While reading 'The mindful way through depression', I came across the advice to look at my body as a map/thermometer of my emotions. When I'm anxious, for example, I feel a kind of fidgety hot ball in the center of my stomach. When I'm feeling peaceful I feel a different kind of warmth, one that is pleasant and embracing. The exercise consisted in regularly checking my 'emotions thermometer' throughout the day, just to see what was there - in a curious, non-judging kind of way.

Before doing this exercise I didn't have a clear idea of how I felt during the day. I thought I was more or less always anxious and depressed. Even if the anxiety and depression were only working at the background of my mind. In fact, I was frequently depressed/anxious, but I also found out that I didn't always feel like this. To my surprise, I had moments of peacefulness, enthusiasm and joy. I also found out that the moments in the 'dark well of desperation' weren't as frequent as I thought they were. By being attentive to my emotional map I further began to link my emotional states to certain triggers. In a way, it all began to look much simpler. By linking the emotions to triggers, I could also think of strategies to not feed these emotions, to not let them grow into an ungovernable big monster - like they used to.

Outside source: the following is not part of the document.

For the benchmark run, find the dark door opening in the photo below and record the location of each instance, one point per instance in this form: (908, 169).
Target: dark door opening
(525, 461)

Another important thing I learned is that emotional states are like colored glasses. They taint the way you see the world. So I learned not to trust my thoughts very much when I'm in a dark mood. In a dark mood my mind bombards me with negative thoughts that can say all kinds of destructive things...

But I think that the most important lesson was the lesson of the impermanence of emotions and thoughts. They are always changing, always moving, like clouds in the sky of our mind (and body). I love this metaphor: our awareness is the sky, our thoughts and emotions are the clouds - sometimes these clouds are dark, rainy and stormy, other times they're just like thin white shreds, letting the sun pass right through them. They always change, but the sky above them never changes - always still, always blue, always receptive and kind...

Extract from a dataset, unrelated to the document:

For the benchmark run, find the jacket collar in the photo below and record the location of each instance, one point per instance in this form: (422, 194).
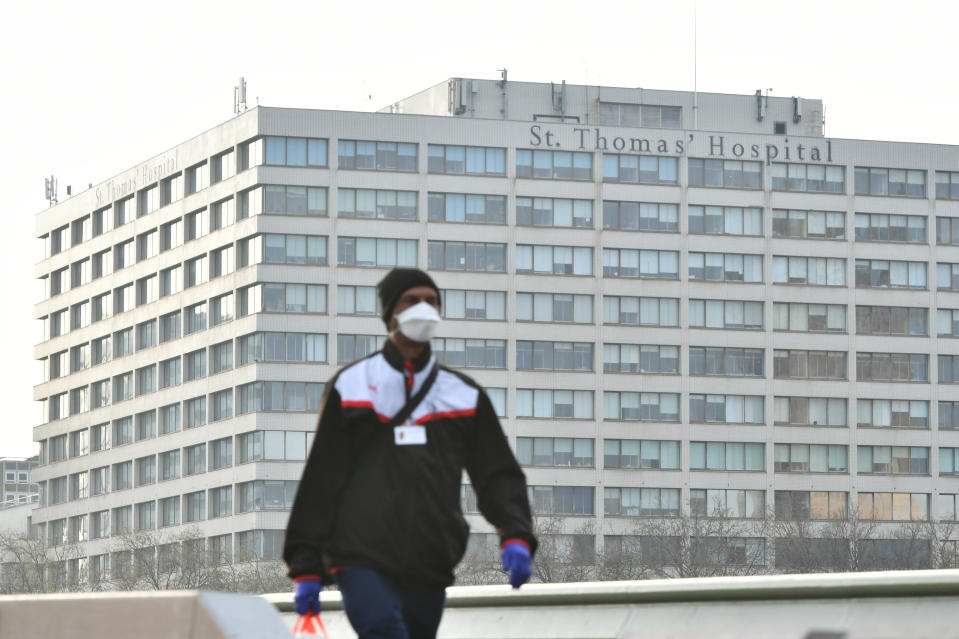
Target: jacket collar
(396, 359)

This is something so simple, really. But I guess I only learned it very recently - and it's always a work in progress...


How do you deal with strong negative emotions and thoughts? I'd love to hear about your experience.

See you soon! :)


6 comments:

  1. I had an episode last night when I was tired, and everything felt hopeless and pointless. I struggled to see the point in anything, my hobbies, my work, my long term ideas and where I'd like to go.

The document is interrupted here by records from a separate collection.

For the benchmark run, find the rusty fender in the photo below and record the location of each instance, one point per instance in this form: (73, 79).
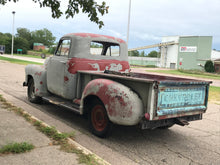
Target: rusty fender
(123, 105)
(39, 75)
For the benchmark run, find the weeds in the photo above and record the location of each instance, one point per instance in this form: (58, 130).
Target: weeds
(16, 148)
(58, 138)
(82, 158)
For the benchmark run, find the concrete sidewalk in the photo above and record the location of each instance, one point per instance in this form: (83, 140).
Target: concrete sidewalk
(39, 60)
(14, 128)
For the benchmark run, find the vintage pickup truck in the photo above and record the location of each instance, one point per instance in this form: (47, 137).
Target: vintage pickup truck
(90, 74)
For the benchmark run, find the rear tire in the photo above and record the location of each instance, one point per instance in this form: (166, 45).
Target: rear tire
(31, 92)
(99, 122)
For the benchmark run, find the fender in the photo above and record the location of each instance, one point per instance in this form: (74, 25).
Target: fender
(123, 105)
(38, 73)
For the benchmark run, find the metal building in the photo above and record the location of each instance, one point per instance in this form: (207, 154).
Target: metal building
(187, 52)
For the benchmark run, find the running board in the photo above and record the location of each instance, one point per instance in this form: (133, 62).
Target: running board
(68, 104)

    So I wrote them down, and put them in the mouth of my Censor. I wrote everything that he said to me, all the negative and destructive thoughts. Giving it space by writing it down allows me to challenge the Censor, to separate it from my own voice, and it feels better. I know I can fight the negative voice of the Censor but it takes energy. This morning, I went back to all the negative things it said, and converted them all into positive statements/affirmations. I've noticed this recently, that the Censor preys on me when I'm tired and have no energy, and that's also when it's most believable.

    In short, I write the strong emotions and thoughts in my writing journal, and recognise them as my negative Censor. I love your cloud metaphor, I'm glad you found something that works.

    ReplyDelete
    Replies
    1. Linda, thank you so much for sharing your experience :) That is a great strategy to distance yourself from the negative thoughts. I must try it myself, and put them in the mouth of Cruela.
      Trying our best not to merge ourselves with these destructive thoughts is very important.

      Delete
  2. This is really useful Mopsa. I think by recognising that our dark moods are destructive and our thoughts during them irrational we can help understand ourselves better. It's about being kind to our ourselves, accepting that there will be dark moods sometimes and squeezing out the positive emotions of every day. Since having a stress induced illness two years ago and recovering from it I am much more in tune with my thoughts and how they affect my body. A big difference is that I now seek out happiness everyday and I am slowly working to eliminate those things from life that trigger negative emotions. Thanks for posting this xo

    ReplyDelete
    Replies
    1. Claire, thank you for sharing your experience :)
      I agree with everything you wrote. Kindness towards ourselves is fundamental. I've been learning it lately, and it can be pretty hard! My brain is conditioned to be harsh on me.
      And what you wrote about finding happiness everyday has been the key to my recent overall mood improvement. Practicing gratitude each day and looking for the tiny and simple pleasures can do wonders.
      It's great that you've recovered from your stress illness, and are now living a simpler/happier life :)

      Delete
  3. Well, I just found you! (via Depression Marathon)
    This particular post caught my interest. Yes our emotions are ever-changing but with mental illness, instead of saying 'this too shall pass', it behooves us, as you have pointed out, to make note of our emotions and recognize when we have negative ones and talk back to those negative ideas, which are usually lies!
    I am going to follow by email for awhile. You have an interesting approach and I like your ideas. Keep up the good work.

    ReplyDelete
    Replies
    1. Hi Wendy! Thank you for stopping by and for sharing your thoughts and kind words :)

      I'll be visiting your blogs too.